Problem
How might we decrease misinformation and increase vaccination rates among communities in the DRC?
Findings
Nurses themselves were subject to misinformation. Elected officials were spreading misinformation and modelling vaccine skepticism.
Method
We conducted an extensive stakeholder mapping to understand the national and local health system. We ran interviews and observational studies with nurses and community members.
Solution
The community was looking to officials to model vaccine safety. Instead of targeting the community directly, we needed to convince nurses to be vaccinated. The nurses will then be able to be models for vaccine safety to the community.
At a glance
COVID-19 Vaccine Training, Design Research
Democratic Republic of Congo
As part of the vaccine rollout in the Democratic Republic of Congo, our partner wanted to test our remote training product as a solution to train nurses on the vaccines that would soon become widely available in the country. While the training would predominantly focus on storage and administration, our partner and the Ministry of Health recognized vaccine misinformation was a major barrier to getting the population vaccinated. We conducted user research to understand that and other barriers, and to learn from nurses and community health workers what they believed the path to vaccination was.
From this study, we smashed assumptions and discovered an path to fighting misinformation and equipping health workers with what they needed to be successful.
All photos : Jeanne, UNICEF
Project components
Study Design, Researcher Training & Support
All the user research was done remotely since COVID-19 measures were still in place. As the design lead, my role was to train and support the researcher remotely. I created guides for our in-country team, including interview guides, and trained our team how to use them.
Remote Content Development Workshop Design
The Human Centered Design research was used to develop content for a remote training. The workshop for this content development, which was hosted with the Ministry of Health, was developed to be run by our country teams. The workshop design was also templated as an improvement to the content development process for remote training.
Reporting & Project Design
All the research findings were synthesized and turned into artifacts which were used in the content development workshop for the participants to build empathy with users. Findings from the report was used to design the project collaboration with our university partner.
An early stakeholder map evolved multiple times through the course of the project. Once we were able to speak to health workers we learned where the challenges and bottlenecks were.
For example, people would not self-report COVID cases, and so the system relied on the trust bonds between community health workers and community members to identify potential cases. This trust bond, however, was being eroded because of misinformation. Community members believed that they were being lied to by the government about COVID and if community health workers pushed back, they would be called government agents. In an effort not to disrupt their work on things like routine immunizations, infant nutrition, or malaria prevention, the community health workers were taking a step back from fighting misinformation.

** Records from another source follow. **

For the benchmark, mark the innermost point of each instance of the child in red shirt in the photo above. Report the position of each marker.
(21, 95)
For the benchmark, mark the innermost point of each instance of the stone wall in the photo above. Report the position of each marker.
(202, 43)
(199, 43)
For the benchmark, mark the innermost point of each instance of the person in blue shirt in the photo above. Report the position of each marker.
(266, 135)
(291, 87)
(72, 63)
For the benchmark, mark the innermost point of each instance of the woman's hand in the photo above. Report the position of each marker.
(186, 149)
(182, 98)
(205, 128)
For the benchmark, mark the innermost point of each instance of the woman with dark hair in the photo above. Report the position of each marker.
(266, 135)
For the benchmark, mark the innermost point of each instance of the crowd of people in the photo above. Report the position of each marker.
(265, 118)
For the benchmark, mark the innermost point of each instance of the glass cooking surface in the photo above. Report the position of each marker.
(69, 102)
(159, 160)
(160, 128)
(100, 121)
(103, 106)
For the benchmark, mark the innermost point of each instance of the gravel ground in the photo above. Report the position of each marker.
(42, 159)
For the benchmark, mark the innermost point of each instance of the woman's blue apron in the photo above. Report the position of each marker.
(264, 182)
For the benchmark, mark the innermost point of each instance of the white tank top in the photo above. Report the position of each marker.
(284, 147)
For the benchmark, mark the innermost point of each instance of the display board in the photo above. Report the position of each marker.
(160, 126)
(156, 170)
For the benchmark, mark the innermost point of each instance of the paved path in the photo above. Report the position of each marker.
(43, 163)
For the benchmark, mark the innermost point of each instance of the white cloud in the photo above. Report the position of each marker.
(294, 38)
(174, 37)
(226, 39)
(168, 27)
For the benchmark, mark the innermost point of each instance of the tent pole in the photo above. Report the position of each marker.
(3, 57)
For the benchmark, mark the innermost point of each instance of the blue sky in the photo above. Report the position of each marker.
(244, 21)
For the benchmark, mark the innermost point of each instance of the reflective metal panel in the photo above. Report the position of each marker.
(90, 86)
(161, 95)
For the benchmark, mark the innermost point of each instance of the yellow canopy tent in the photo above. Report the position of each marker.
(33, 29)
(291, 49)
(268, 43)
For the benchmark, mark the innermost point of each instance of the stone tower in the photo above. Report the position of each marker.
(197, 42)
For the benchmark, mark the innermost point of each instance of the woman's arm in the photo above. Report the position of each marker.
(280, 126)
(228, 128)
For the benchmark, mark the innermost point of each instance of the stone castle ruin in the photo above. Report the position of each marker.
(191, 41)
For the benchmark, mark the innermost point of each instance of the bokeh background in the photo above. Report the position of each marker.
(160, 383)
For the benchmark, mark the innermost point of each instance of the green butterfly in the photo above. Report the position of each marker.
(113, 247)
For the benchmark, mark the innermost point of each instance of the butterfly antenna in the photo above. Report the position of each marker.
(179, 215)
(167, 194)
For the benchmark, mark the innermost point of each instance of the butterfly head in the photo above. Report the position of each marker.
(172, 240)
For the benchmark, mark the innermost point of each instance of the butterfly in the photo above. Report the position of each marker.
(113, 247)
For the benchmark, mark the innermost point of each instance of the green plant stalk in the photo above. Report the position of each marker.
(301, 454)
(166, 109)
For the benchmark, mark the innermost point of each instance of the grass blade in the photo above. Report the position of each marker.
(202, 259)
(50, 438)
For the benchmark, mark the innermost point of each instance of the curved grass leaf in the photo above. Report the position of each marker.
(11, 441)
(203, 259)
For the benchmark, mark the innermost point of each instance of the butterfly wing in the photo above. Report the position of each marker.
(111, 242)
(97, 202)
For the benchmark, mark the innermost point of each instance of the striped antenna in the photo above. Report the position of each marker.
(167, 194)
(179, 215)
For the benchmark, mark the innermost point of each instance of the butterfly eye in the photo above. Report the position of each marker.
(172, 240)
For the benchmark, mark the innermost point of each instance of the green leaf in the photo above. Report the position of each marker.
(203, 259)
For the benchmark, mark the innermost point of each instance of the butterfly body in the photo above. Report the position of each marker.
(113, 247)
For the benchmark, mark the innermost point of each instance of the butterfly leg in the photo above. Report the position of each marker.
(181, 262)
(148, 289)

The interview responses translated into learning objectives for the remote training, and a series of recommendations for how to deliver training in a way that supported health workers with the information they need as well as the strategies for how to combat misinformation without further eroding trust with the community.
We created a series of personas for use in content development. These were presented to the Ministry of Health who wrote a training curriculum based on the needs of the users.
Findings & Designs
The #1 reason people get vaccinated is if their nurse is vaccinated
The most revelatory finding from our research was that if a health worker was vaccinated, their patient was likely to be vaccinated as well. This altered our strategy altogether and we redesigned the training to focus on convincing health workers (who themselves were hesitant) to get vaccinated.
Behaviour Change communications
Based on our understanding of nurses as feeling duty bound, and understanding that they sacrificed a lot over the past couple of years, we changed our messaging to focus on leadership. We understood that nurses as well as patients are afraid, and acknowledged that this was not unusual. Leadership is not about being unafraid, but about facing fears. We walked nurses through the facts of the vaccine but ultimately convinced them they would need to take the leap.
Underlying the decision not to be vaccinated is fear, despair, and isolation. As a community, we support those who suffer the most, and help them through their darkest times. Fear, despair, and isolation are at the root of susceptibility to misinformation. Further isolation will only make people dig in deeper.
Test, test, test
We developed a series of tests to validate the designs of our remote training. We ran pilots with groups of nurses, assessed the results, and implemented based on our understanding of what was most successful.